The large number of uncharacterized protein structures highlights the need for computational methods for annotating proteins using the tertiary structure. These also include function annotation methods by means of characterizing protein local surfaces. In order to facilitate structure-based protein annotation, 3D-SURFER offers web-based tools for rapid protein surface analysis and comparison. The server integrates various methods to assist in the high throughput screening and visualization of protein surface comparisons. These methods are discussed in detail below.

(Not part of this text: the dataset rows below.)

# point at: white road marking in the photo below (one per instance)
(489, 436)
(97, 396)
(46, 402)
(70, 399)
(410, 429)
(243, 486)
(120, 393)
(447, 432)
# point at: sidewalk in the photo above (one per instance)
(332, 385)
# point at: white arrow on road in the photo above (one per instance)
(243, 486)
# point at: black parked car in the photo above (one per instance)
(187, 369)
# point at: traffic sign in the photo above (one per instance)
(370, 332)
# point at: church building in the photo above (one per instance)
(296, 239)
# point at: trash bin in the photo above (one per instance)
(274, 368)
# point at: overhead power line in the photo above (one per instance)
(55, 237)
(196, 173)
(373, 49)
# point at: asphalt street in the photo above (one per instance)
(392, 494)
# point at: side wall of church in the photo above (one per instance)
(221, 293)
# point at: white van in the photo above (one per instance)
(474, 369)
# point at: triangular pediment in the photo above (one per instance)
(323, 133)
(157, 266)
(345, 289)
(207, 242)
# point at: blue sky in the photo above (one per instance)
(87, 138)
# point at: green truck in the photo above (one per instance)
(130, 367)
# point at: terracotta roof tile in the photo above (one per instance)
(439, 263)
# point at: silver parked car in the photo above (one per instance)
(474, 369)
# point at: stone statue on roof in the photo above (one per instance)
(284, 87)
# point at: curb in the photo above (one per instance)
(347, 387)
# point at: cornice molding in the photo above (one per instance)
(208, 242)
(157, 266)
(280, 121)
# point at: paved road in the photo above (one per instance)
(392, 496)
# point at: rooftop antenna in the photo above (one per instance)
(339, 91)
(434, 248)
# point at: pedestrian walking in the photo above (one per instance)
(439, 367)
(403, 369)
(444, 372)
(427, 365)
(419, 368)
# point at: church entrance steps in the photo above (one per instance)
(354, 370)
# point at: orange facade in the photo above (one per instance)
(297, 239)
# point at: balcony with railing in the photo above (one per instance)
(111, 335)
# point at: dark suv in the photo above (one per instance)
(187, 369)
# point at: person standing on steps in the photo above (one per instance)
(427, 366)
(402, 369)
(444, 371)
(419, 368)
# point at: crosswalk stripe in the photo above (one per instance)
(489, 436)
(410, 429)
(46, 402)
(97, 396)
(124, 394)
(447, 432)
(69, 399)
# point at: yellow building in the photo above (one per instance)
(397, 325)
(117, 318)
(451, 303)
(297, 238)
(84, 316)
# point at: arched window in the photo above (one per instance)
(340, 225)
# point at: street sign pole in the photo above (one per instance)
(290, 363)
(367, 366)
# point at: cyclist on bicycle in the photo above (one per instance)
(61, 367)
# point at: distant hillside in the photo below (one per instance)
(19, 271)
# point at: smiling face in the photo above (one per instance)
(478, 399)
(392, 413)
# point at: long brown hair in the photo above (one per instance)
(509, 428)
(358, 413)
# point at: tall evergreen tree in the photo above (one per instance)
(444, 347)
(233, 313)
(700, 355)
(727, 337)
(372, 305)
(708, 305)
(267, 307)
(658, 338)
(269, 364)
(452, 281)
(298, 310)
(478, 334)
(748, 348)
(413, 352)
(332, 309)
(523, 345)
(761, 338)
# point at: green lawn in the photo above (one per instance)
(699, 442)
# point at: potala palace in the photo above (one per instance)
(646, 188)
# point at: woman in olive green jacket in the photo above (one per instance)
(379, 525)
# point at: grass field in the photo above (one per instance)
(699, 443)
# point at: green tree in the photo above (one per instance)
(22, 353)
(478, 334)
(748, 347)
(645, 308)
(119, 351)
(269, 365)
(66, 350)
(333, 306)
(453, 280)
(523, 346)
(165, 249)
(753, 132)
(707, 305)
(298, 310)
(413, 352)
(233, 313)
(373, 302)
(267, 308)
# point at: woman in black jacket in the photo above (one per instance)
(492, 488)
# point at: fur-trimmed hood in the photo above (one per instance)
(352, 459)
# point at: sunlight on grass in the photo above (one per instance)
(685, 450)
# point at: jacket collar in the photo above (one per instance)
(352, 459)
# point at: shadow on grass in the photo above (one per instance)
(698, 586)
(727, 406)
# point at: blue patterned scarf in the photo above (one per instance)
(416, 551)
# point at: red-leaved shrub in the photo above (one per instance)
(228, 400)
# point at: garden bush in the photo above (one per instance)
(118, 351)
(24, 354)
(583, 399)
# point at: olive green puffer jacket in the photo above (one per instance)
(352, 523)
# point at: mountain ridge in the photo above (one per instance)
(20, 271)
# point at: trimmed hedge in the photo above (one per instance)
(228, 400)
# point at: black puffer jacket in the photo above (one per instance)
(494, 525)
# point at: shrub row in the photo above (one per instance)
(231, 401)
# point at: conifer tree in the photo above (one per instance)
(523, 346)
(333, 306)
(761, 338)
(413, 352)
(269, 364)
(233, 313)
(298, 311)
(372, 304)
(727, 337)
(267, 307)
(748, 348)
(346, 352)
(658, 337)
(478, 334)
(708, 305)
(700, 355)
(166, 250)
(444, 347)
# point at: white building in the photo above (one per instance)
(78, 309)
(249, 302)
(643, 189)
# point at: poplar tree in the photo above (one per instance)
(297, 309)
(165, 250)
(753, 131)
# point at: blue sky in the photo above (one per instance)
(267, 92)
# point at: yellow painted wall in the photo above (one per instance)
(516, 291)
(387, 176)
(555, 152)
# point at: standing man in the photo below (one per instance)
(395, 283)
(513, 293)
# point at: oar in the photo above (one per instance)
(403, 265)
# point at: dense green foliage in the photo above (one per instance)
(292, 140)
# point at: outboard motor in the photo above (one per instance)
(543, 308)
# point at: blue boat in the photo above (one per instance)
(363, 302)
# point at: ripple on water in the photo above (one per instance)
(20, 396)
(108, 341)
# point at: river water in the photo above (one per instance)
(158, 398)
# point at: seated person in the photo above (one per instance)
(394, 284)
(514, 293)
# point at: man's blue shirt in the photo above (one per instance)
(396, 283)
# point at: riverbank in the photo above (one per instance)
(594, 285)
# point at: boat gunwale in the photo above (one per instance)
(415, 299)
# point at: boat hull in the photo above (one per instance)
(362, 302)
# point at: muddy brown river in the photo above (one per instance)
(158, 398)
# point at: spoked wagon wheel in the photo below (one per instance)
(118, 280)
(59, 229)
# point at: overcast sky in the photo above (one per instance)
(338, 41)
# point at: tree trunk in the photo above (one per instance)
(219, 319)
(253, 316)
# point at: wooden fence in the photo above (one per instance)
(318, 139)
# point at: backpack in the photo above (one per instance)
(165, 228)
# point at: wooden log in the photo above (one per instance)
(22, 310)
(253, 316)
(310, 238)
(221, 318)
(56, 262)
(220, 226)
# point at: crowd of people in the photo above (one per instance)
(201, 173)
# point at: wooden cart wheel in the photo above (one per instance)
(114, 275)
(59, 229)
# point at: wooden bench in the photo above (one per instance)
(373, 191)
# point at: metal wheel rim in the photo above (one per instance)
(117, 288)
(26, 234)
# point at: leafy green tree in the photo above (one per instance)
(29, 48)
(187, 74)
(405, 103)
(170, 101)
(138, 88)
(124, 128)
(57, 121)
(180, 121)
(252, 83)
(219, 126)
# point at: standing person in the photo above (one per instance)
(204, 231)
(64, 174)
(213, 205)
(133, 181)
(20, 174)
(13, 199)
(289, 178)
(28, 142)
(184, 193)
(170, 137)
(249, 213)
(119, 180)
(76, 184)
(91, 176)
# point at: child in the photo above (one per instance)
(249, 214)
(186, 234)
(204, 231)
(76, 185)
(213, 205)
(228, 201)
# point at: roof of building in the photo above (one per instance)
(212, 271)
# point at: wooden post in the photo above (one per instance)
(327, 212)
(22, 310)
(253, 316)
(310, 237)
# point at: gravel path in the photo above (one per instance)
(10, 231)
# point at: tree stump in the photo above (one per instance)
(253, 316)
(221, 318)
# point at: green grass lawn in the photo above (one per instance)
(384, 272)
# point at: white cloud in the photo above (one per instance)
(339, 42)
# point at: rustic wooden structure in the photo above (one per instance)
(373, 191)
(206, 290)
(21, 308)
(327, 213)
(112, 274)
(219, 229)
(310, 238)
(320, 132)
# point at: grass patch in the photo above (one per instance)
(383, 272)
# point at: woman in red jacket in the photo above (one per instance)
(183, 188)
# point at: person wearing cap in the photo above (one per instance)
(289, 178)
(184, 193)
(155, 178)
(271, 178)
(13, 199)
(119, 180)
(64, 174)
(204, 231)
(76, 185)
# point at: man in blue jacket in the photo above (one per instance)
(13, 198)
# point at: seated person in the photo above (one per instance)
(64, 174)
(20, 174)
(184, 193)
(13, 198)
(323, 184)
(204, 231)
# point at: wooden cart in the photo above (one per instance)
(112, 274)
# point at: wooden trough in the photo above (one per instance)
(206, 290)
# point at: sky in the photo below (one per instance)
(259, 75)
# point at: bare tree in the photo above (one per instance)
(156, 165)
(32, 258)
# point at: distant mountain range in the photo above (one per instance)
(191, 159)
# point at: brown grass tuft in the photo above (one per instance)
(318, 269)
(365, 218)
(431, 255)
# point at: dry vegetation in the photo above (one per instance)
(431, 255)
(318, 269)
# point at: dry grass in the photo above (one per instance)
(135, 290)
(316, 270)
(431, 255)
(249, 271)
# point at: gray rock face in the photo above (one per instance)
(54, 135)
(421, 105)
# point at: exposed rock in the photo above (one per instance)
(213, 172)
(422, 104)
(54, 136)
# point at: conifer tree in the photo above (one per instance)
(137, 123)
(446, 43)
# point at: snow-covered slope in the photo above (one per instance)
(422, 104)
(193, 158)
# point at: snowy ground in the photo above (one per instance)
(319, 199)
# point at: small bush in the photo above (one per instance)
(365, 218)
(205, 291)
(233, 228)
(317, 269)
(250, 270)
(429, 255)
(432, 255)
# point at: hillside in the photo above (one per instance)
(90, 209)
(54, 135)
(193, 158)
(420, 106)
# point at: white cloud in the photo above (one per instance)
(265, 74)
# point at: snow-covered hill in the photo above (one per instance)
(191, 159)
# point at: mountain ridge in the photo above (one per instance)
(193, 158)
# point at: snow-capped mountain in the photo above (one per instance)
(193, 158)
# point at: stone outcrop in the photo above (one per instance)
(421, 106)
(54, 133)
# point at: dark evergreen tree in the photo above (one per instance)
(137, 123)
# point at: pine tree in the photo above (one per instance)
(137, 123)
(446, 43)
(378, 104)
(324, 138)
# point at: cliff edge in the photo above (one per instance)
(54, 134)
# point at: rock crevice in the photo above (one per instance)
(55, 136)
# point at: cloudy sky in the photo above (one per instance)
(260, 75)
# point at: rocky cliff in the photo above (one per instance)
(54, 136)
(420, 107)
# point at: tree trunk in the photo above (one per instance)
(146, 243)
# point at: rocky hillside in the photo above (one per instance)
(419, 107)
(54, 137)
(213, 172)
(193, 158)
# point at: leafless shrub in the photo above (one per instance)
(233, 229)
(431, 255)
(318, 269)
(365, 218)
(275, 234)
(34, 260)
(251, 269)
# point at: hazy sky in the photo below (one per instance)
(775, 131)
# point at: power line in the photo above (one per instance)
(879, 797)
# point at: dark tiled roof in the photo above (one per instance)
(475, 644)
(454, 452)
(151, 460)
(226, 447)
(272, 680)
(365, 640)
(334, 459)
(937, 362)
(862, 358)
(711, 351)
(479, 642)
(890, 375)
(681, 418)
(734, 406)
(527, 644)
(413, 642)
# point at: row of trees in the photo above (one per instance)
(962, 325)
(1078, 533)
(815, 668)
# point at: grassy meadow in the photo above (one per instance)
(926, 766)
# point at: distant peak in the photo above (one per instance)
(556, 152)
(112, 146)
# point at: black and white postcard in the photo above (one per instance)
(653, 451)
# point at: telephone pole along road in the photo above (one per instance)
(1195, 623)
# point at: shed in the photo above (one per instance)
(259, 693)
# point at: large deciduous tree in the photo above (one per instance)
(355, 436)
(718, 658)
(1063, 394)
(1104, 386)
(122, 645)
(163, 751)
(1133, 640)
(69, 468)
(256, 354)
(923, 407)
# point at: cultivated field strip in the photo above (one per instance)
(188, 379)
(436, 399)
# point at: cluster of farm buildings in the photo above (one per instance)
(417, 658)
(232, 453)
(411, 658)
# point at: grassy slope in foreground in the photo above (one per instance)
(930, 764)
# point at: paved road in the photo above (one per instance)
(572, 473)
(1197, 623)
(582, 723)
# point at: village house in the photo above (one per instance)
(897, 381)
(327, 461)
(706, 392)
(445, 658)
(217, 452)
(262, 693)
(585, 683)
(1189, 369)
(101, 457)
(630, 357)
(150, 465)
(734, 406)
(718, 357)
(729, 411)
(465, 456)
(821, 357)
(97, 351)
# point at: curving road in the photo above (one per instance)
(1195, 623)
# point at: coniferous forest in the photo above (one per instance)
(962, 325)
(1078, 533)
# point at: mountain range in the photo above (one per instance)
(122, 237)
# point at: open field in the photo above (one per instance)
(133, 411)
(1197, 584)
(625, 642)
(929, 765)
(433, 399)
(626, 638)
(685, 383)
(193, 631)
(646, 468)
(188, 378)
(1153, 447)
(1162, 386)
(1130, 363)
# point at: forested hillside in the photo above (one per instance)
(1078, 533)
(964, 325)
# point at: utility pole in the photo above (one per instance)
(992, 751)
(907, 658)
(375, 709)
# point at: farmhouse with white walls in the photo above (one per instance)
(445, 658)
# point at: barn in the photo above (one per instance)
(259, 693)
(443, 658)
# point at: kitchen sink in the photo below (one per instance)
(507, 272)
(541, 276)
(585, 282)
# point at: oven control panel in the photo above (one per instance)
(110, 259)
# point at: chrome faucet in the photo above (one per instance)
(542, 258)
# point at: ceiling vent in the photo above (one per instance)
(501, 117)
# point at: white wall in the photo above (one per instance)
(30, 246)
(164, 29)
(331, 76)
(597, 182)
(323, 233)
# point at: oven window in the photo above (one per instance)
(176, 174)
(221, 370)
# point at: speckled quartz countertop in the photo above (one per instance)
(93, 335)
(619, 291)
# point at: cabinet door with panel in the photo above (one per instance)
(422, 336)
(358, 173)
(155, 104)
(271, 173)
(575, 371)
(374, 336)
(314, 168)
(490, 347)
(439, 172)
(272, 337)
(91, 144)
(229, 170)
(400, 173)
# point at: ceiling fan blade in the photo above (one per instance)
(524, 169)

3D-Surfer's Integrative Web Interface:
3D-SURFER provides a web-based platform that integrates 3D Zernike Descriptors and VisGrid. The results obtained using these methods can be seamlessly visualized in a single intuitive user interface
3D Zernike Descriptors (3DZD) :
3D Zernike Descriptors (3DZD) are utilized for the efficient comparison of protein surfaces [Sael L et al., Proteins, 2008].
The descriptor is a combination of coefficients calculated from a well defined set of orthogonal 3D basis polynomials that approximate a given 3D function (a grid of a discretized surface). 3DZD has various desirable properties when applied to protein surfaces:
- Rotational invariance: Prior structural alignment is not required for protein comparisons.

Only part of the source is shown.